No emocionante final do filme Ainda Estou Aqui, somos levados a um momento de profunda reflexão sobre memória, justiça e resiliência. Mas o que essa última cena realmente significa?

A dor de Eunice e a luta por justiça

Desde o início do filme, acompanhamos Eunice (interpretada magistralmente por Fernanda Torres) lutando para encontrar respostas sobre o paradeiro de Rubens. Após sua prisão arbitrária, ela nunca mais o viu, e a ausência de um corpo ou de uma confirmação oficial de sua morte a manteve em uma espécie de limbo emocional, onde o luto nunca se concretizou completamente.

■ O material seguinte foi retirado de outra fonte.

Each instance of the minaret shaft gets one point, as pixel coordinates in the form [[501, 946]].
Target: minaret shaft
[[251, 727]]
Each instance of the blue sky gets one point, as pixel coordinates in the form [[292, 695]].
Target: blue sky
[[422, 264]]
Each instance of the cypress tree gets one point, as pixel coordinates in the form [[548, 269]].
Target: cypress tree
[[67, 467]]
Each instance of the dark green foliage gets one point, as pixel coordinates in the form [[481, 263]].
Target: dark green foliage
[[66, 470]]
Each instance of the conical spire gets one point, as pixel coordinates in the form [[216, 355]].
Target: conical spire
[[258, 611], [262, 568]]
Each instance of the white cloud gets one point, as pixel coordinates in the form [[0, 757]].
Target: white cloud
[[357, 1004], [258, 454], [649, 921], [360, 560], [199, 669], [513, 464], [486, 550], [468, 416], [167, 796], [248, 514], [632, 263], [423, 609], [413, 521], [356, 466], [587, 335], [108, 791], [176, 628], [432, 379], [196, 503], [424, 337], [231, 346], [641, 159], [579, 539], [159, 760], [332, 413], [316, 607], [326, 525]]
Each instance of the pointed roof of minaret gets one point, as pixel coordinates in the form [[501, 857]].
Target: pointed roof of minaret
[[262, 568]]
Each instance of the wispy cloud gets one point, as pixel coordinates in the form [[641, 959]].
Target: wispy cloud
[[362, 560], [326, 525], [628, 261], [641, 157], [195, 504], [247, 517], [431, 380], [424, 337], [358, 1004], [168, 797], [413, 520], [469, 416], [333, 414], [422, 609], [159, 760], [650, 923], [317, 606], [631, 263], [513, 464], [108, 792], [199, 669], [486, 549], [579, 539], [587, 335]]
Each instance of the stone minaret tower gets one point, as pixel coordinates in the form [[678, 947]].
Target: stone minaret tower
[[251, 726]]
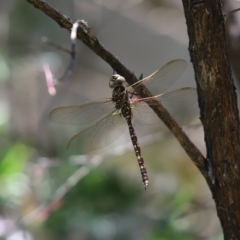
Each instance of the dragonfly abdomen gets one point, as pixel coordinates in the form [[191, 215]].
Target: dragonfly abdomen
[[137, 151]]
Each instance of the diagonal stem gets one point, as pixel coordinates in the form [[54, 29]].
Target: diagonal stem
[[84, 34]]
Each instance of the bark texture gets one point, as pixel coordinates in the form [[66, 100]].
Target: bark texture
[[218, 107]]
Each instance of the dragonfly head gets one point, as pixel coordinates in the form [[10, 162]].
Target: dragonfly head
[[116, 80]]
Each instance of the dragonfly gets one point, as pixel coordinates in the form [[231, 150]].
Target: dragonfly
[[109, 117]]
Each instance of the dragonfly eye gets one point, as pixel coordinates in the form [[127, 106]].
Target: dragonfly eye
[[116, 80]]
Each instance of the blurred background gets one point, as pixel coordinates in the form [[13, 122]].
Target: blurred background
[[47, 193]]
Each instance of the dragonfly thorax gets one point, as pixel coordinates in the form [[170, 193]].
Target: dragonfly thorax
[[116, 80]]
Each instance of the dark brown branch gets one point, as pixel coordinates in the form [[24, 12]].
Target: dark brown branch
[[218, 107], [84, 34]]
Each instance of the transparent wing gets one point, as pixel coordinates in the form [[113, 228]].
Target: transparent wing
[[83, 113], [98, 135], [163, 78], [175, 102]]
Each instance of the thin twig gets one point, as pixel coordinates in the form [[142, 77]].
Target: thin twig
[[84, 34]]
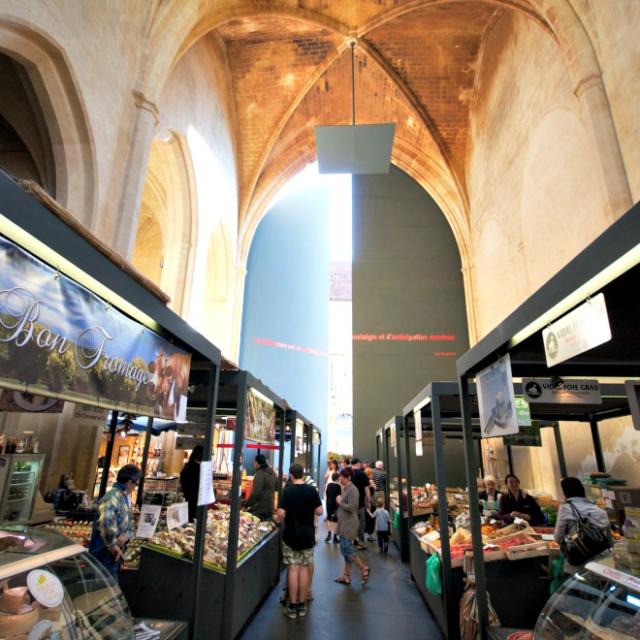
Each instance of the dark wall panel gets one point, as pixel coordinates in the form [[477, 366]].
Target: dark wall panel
[[409, 319], [286, 303]]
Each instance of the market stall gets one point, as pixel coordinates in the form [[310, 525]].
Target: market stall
[[240, 563], [582, 322], [78, 324], [433, 417], [393, 464]]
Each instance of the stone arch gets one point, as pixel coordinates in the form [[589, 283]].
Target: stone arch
[[167, 225], [56, 90]]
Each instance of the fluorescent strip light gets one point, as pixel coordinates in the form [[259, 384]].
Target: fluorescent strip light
[[56, 261]]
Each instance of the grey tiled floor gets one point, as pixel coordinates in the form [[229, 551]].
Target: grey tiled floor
[[388, 606]]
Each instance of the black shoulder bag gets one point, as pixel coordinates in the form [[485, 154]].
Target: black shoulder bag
[[583, 541]]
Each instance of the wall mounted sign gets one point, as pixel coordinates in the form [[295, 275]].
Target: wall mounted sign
[[260, 422], [527, 437], [522, 411], [60, 340], [582, 329], [543, 390], [496, 400]]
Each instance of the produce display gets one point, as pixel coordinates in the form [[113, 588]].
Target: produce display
[[78, 531], [181, 541]]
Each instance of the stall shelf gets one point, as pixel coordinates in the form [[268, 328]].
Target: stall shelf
[[228, 597], [610, 265], [37, 225]]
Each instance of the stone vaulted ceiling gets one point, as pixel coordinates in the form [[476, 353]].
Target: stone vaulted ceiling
[[416, 65]]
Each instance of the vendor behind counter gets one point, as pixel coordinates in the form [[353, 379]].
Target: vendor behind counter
[[518, 504]]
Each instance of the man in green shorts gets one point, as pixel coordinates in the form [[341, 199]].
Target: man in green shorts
[[299, 504]]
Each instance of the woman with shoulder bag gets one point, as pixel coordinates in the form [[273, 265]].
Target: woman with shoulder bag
[[582, 529]]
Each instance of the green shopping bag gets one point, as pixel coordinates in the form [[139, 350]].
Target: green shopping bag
[[433, 577]]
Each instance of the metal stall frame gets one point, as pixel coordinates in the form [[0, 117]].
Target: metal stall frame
[[609, 265], [236, 611], [396, 423], [294, 417], [42, 227], [439, 408]]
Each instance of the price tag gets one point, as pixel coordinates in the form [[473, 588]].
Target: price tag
[[149, 517], [205, 490], [177, 515]]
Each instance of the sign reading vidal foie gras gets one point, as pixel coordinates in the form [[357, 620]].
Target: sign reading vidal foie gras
[[60, 340]]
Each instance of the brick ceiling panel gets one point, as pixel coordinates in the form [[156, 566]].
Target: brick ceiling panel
[[435, 51], [378, 100], [271, 60]]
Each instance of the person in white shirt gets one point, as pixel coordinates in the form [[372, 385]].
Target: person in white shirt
[[575, 499]]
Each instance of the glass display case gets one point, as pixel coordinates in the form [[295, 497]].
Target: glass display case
[[53, 588], [596, 603], [19, 478]]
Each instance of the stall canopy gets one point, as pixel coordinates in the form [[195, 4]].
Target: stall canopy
[[438, 408], [609, 266]]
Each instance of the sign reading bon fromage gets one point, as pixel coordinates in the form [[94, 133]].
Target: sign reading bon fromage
[[60, 340]]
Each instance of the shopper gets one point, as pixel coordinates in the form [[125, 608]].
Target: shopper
[[369, 522], [190, 480], [380, 478], [348, 502], [299, 504], [260, 502], [113, 525], [382, 520], [576, 505], [518, 504], [332, 491], [490, 497], [361, 482], [332, 467]]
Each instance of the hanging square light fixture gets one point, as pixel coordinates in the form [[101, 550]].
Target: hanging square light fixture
[[357, 149]]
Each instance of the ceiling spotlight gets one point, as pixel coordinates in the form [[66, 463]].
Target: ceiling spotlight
[[356, 149]]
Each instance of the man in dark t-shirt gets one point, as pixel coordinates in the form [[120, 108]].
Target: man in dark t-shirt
[[361, 482], [299, 504]]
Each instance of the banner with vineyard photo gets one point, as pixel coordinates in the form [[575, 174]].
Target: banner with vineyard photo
[[60, 340], [260, 423]]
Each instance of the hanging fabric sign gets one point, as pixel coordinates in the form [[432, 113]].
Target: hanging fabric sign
[[260, 422], [60, 340]]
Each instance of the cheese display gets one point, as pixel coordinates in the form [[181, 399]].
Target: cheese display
[[181, 541]]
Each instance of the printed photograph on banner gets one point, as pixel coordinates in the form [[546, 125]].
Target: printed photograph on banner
[[63, 341], [496, 399], [260, 421]]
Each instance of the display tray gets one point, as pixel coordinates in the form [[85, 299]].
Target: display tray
[[210, 565]]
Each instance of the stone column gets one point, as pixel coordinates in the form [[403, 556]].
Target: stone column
[[592, 95], [146, 120]]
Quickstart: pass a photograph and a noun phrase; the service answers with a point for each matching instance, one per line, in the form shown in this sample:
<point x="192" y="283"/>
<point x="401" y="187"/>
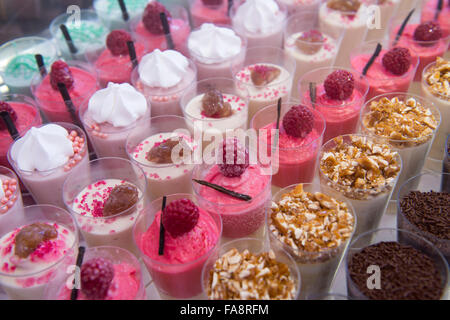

O momento mais significativo do final do filme acontece quando Eunice finalmente recebe a certidão de óbito de Rubens, décadas após sua prisão. Essa cena simboliza o fim da busca por respostas, mas também evidencia a brutalidade do regime, que negou a milhares de famílias o direito ao luto e à verdade.

Porém, a verdade ainda vem de forma incompleta: o corpo de Rubens nunca foi encontrado. Sua família recebe apenas um pedaço de papel, uma tentativa tardia do Estado de reconhecer os crimes cometidos, sem que os responsáveis fossem punidos.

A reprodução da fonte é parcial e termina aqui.